En esta novela prodigiosa nada es realmente lo que parece ser. Los protagonistas, trazados con una complejidad asombrosa, son capaces de hacerse odiar o amar desde las primeras páginas. George R. R. Martin, con pulso firme y enérgico, vuelve a ofrecernos un brillante despliegue de personajes en una trama rica, densa y sorprendente. Nos convierte en testigos de luchas fratricidas, intrigas y traiciones palaciegas en una tierra maldita, donde fuerzas ocultas se alzan de nuevo y acechan para reinar en las noches del largo invierno que se avecina.
Extrait
Prólogo
La cola del cometa rasgaba el amanecer; era una brecha roja que sangraba sobre los riscos de Rocadragón como una herida en el cielo rosado y violáceo.

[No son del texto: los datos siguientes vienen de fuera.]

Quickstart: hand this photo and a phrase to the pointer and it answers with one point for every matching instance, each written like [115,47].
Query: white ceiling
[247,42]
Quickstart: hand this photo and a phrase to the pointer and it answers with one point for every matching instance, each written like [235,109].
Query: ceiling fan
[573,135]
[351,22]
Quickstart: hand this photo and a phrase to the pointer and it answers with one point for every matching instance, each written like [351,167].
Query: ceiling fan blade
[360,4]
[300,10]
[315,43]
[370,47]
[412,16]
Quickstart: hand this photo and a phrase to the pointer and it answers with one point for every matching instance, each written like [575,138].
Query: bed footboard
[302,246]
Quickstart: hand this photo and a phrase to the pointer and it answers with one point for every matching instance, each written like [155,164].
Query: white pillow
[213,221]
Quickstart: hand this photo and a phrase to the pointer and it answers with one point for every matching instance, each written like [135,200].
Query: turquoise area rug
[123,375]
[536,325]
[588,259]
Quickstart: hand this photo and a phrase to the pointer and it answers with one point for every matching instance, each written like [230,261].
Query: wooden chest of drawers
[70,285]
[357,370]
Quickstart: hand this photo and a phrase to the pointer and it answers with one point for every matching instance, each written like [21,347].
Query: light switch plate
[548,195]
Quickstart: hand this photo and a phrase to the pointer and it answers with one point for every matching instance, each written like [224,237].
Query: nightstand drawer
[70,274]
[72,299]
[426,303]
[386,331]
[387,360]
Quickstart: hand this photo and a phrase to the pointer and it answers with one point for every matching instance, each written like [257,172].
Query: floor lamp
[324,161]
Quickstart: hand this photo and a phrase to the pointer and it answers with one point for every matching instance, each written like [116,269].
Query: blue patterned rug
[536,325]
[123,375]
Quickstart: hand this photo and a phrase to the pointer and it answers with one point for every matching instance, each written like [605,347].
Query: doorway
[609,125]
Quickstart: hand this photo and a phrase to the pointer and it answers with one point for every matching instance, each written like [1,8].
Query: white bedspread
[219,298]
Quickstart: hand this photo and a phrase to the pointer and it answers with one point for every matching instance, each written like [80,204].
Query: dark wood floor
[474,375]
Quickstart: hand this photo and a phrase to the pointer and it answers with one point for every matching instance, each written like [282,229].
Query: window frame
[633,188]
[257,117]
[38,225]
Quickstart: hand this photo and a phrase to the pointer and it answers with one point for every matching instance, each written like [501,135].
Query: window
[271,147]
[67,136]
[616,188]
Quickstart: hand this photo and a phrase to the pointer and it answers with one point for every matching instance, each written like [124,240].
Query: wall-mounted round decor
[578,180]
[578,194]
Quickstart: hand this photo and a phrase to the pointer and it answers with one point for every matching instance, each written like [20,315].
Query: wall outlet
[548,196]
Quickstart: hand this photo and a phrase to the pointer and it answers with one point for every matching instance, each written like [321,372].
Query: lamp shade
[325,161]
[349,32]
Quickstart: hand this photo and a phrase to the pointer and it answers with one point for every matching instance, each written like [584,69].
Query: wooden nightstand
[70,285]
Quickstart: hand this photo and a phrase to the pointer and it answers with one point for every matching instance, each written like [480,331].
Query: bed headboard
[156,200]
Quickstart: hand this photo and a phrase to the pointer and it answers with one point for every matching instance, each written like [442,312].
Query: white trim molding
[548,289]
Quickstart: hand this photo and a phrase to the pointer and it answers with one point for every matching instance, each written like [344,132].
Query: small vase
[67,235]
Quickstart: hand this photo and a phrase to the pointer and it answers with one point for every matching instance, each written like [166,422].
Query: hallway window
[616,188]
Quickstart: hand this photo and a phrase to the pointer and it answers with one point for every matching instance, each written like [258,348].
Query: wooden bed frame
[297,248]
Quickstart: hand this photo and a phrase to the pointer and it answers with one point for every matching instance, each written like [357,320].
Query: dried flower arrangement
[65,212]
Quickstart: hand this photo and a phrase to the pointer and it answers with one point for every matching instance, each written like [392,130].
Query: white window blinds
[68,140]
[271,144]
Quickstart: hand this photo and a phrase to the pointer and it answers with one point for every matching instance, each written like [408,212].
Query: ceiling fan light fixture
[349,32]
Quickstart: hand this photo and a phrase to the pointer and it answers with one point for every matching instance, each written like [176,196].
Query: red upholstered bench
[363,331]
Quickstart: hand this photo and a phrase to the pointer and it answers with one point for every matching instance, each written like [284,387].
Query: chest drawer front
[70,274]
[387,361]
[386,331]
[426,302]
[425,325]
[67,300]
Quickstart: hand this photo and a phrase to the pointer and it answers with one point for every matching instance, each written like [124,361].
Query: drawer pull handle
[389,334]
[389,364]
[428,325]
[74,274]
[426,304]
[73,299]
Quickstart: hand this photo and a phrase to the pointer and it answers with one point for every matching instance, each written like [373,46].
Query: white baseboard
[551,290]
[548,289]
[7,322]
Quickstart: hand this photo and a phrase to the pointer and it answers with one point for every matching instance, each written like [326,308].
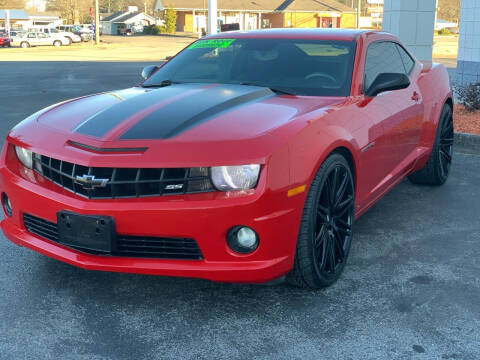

El maestre estaba de pie en el balcón de sus aposentos, azotado por el viento. Allí era adonde llegaban los cuervos tras un largo vuelo. Sus excrementos salpicaban las gárgolas de tres varas que se alzaban a ambos lados del hombre, un sabueso infernal y un guiverno, dos entre varios millares que vigilaban desde los muros de la antigua fortaleza. Cuando llegó a Rocadragón, el ejército de seres de piedra lo ponía nervioso, pero con los años se había acostumbrado a él. En aquel momento los consideraba viejos amigos. Los tres juntos observaron el cielo como si fuera un mal presagio.
El maestre no creía en las profecías. Aun así, pese a su avanzada edad, Cressen nunca había visto un cometa ni la mitad de brillante que aquel, ni de aquel color, aquel color espantoso: el color de la sangre, las llamas, los ocasos... Se preguntó si sus gárgolas habrían visto alguna vez uno semejante. Llevaban allí mucho más tiempo que él, y allí seguirían mucho después de que muriera. Si las lenguas de piedra pudieran hablar...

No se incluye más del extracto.